There are a few things to note:
- Using Heading 1 to Heading 9 for numbered headings and paragraphs has a number of advantages (e.g., it is very easy to switch between levels, using Tab and Shift+Tab) and is common practice in the legal industry.
- The List Bulleted <N> styles define multiple bullet levels. So, if you want sub-bullets (e.g., dashes) to structure your bulleted list, you would use the List Bulleted <N> style that matches your preceding Heading <N> or HeadingBody <N> style and then increase or decrease the indent level of individual paragraphs by:
- pressing the Tab (increase) or Shift+Tab (decrease) keys;
- pressing the Shift+Alt+Right (increase) or Shift+Alt+Left (decrease) keys; or
- clicking the Increase Indent or Decrease Indent buttons.
- Heading <N>, HeadingBody <N>, and List Bulleted <N> are matched in terms of indentation. For example, if you want to have a second-level heading followed by an unnumbered paragraph and a bulleted list, you would use one Heading 2, one HeadingBody 2, and a few List Bulleted 2 paragraphs. Just remember to use styles with matching numbers.
- Some of the above mentioned styles may not be visible in the styles pane or may not even exist in your document. However, they will be made visible or created automatically by DokuMate, e.g., through functions such as “Body” or “Bulleted”.
On top of the above paragraph styles, DokuMate also defines a few character styles that can be used in conjunction with those paragraph styles:
- Defined Term Definition. Used to markup a defined term where it is initially defined. Typiclly bolds the font.
- Defined Term. Used to markup a defined term where it is used. Typically not an issue in English language contracts, because you would just capitalize those terms. Very hand, however, for languages like German where defined terms might be “highlighted” differently.

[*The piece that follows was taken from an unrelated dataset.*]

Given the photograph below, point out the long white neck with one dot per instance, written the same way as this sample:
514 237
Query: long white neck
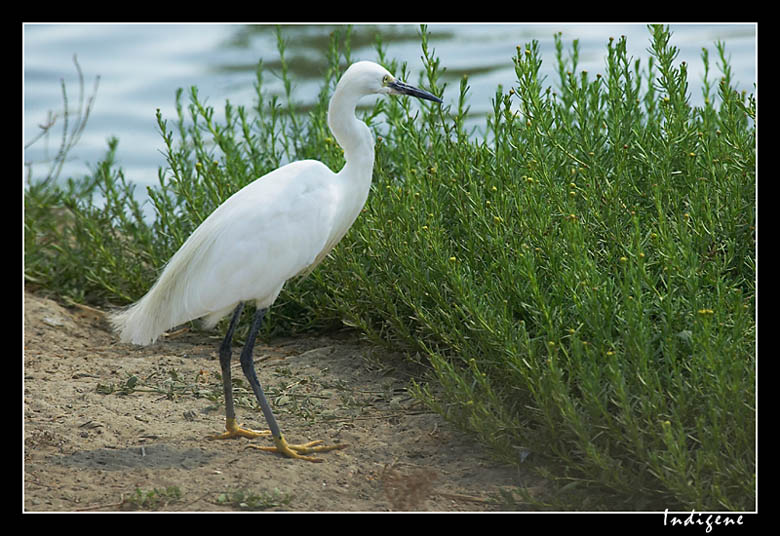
352 135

- Heading. Used to markup a numbered paragraph as a heading when an additional numbered heading level is required (e.g., if the template only provides two decimally numbered heading levels and you exceptionally require a third or even fourth heading level)

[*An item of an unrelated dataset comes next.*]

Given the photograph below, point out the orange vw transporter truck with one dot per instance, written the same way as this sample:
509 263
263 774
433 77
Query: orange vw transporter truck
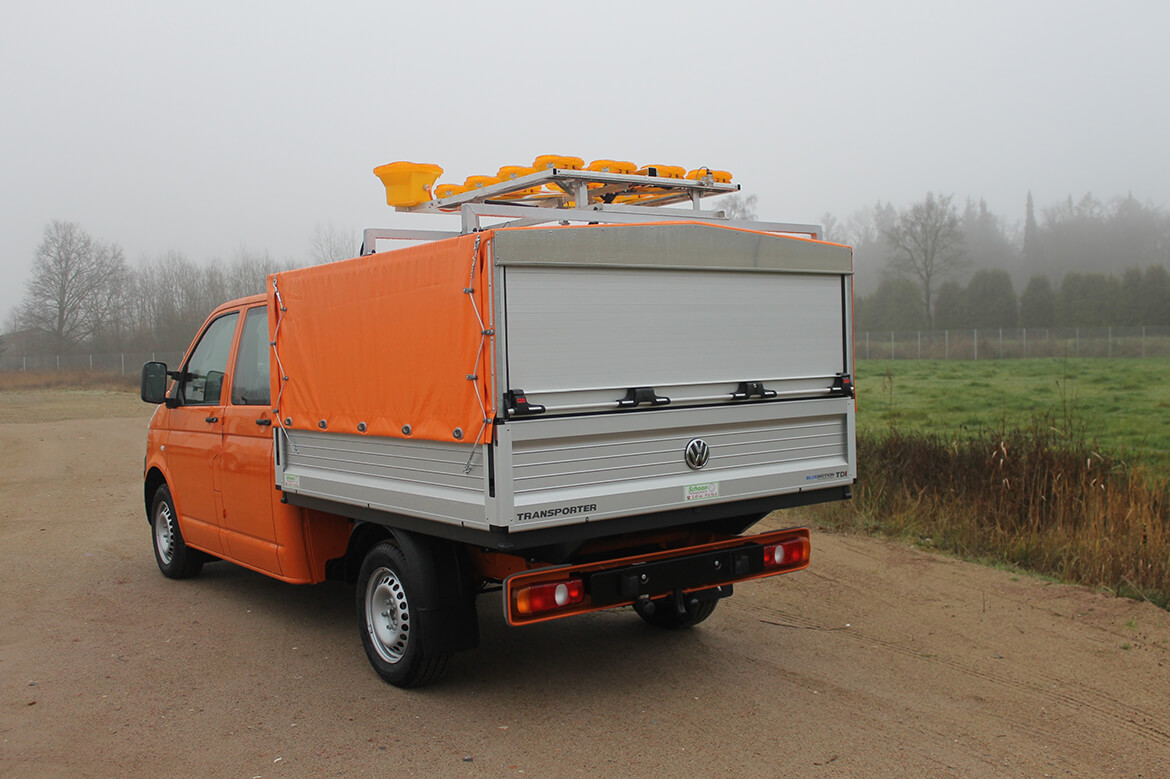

- Note. Used to markup a whole paragraph as a note to the advisor or client.
While many (but not all) people have used paragraph styles, character styles are likely new to most Word users. However, they can be quite powerful. For example, if you properly markup all defined terms using the Defined Term character style, you can work with that semantic markup:
- You can search for any defined term, because Word allows you to search for text having a certain style.

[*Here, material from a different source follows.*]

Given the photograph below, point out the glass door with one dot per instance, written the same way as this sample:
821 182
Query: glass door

- In languages (e.g., German) where you can’t simply use initial caps (or title case) to tell defined terms apart from other text, you can apply a house style-specific look and feel to all defined terms by simply (1) changing the style in one template and (2) assigning that template to a set of contract documents:
- One client might demand all capitals – a typographic sin in the author’s view – to highlight DEFINED TERMS. You would just change the Defined Term style to format the text in all caps.
- Another client might not highlight defined terms at all. You would change the Defined Term style to do nothing.
- Another one might use colors to highlight defined terms. In this example, you would change the Defined Term style to use bold and gray font.
Finally, DokuMate defines the following table styles:
- Table Contract. A table with zero left indentation.
- Table Contract 1. A table the left indentation of which is matched with Heading 1 (and typically the other decimal heading levels).
- Tabular Form. A table with zero left indentation that is used for the tabular form.
Styles for the Back of the Contract
DokuMate does not define additional styles for the (optional) back of the contract which includes the concluding clause and the signature block.
Summary
If you are using styles properly, DokuMate makes it very easy to define CI-compliant templates for your own company or your clients and apply those templates to a larger set of contract documents with a click of a button. This saves a lot of time while producing higher-quality output.